Then Mauryl said, “If only you could read more, lad, if only you could do more than read words.”
He didn’t know what more Mauryl wanted him to do than he had done. He felt suddenly desperate, but Mauryl rose from the edge of the bed as sleep was coming down on him thick and soft and dark, and Mauryl shut the door.
He heard the wind rattling at the shutters. He heard Mauryl’s steps creak and tap up the stairs.
Trying wasn’t enough, he thought as sleep came tumbling over him. Nothing but doing more than he was asked could ever satisfy Mauryl at all.
It had been a fierce storm, he knew that by the puddle under the kitchen door in the morning.

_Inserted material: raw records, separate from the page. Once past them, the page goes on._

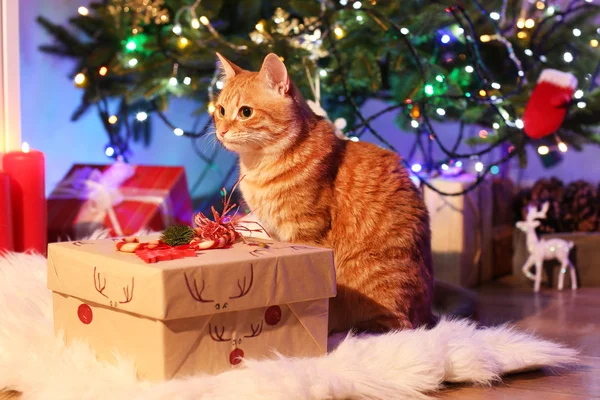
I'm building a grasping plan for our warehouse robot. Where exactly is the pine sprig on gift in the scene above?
[160,224,196,246]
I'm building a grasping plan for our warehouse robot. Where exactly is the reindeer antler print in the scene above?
[119,278,135,304]
[94,267,108,299]
[208,324,231,342]
[230,264,254,299]
[183,272,214,303]
[244,321,263,338]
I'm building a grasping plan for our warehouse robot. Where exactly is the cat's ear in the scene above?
[217,53,243,80]
[258,53,290,95]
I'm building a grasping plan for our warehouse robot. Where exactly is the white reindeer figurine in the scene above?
[516,202,577,292]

And when, after breakfast and morning chores, he went up to the loft with his Book and a napkin of crumbs—he opened the door and saw shafts of sunlight where no sunlight had been before. It was bright and beautiful. Pigeons and doves and sparrows were flying in and out of the openings.
But he saw the sodden straw and knew the storm had blown rain through the sheltered places. The little birds were all fledged and flying, but it had been a hard night for the nests.
And, worse, a glance toward the other wall showed a board down between the pigeon loft and Owl’s domain.
That would not do, Mauryl would say. That would simply not do. He feared what might already have happened, and if it had not happened yet, because of the storm raging, it would happen tonight.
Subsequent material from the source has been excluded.